Are You Getting The Most Out Of The Wine You Serve?

marc hinton history

So you are trying to impress your guests. You’ve planned a great theme and made some delicious food. You’ve spent more than you should on the wine; so how do you know you are getting the most out of your wine when you serve it? All wine regardless of whether it has a cork enclosure or screw cap, needs some amount of breathing time, minimally 15 minutes in the glass before serving, except sparkling wine. Unless if you swirl a lot and swirling is good. With red wines the more intense the tannins, the more breathing time you will need. Delicate wines like vintage Pinot noir should not be decanted and allowed to gently relax while breathing in the bottle. White wines with good backbones of acidity need only the initial fifteen minutes of breathing time to allow any preservatives to dissipate

Getting the most out of your wine after it leaves the bottle depends on oxidation. Your objective is to maximize the oxidation before the wine touches your lips helping to soften the flavors and release the aromas. Simply pulling the cork and letting the wine sit for a while does very little unless you pour about half a glass out of the bottle. High-end restaurants with sommeliers use this method unless the wine needs lots of oxygen in a hurry.
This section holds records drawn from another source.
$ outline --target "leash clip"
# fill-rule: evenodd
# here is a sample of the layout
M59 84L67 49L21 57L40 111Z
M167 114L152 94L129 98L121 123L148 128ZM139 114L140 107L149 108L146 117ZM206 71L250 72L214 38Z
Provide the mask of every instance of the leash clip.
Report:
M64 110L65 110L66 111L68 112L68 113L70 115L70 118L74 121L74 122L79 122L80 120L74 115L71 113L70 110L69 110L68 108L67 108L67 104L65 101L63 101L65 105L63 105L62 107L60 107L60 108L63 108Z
Young tannic red wines (Cabernet Sauvignon, Merlot, Syrah, and Zinfandel) may need to be decanted into a vessel that will offer a large surface space to allow oxygen to get to the wine quicker. Will you need a fancy crystal decanter to accomplish this mission? No, any container with a diameter of at least twice the circumference of a wine bottle will work. A water pitcher or something you may have served iced tea, cool-aid or orange juice in will work. Glass is better than plastic, but again, in a pinch even plastic will do.

How long you decant the wine is a lot like telling when something you are cooking is ready. You have to taste it, I recommend every ten minutes. I have tasted wines that have breathed two hours and could use more time, but most are ready in half an hour. If you taste a wine after decanting and it does not taste as good or better than it did out of the bottle, the wine is either flawed or it has been aged past its prime window of enjoyment. Keep in mind once you decant you need to consume all the wine that has been decanted. Finish all the wine, are you crazy? No, really for optimum flavor red wines should be consumed the day they are opened and discarded after two days maximum. White wines have three days of life in them if you recork and refrigerate after opening unless you have a Coravin. It is a relatively new and somewhat expensive apparatus that inserts a needle into the cork and after releasing your desired amount of wine fills the bottle with argon keeping your wine fresh for months. But then you have to let your wine breath from the glass.  Now I think we are back where we started. Enjoy!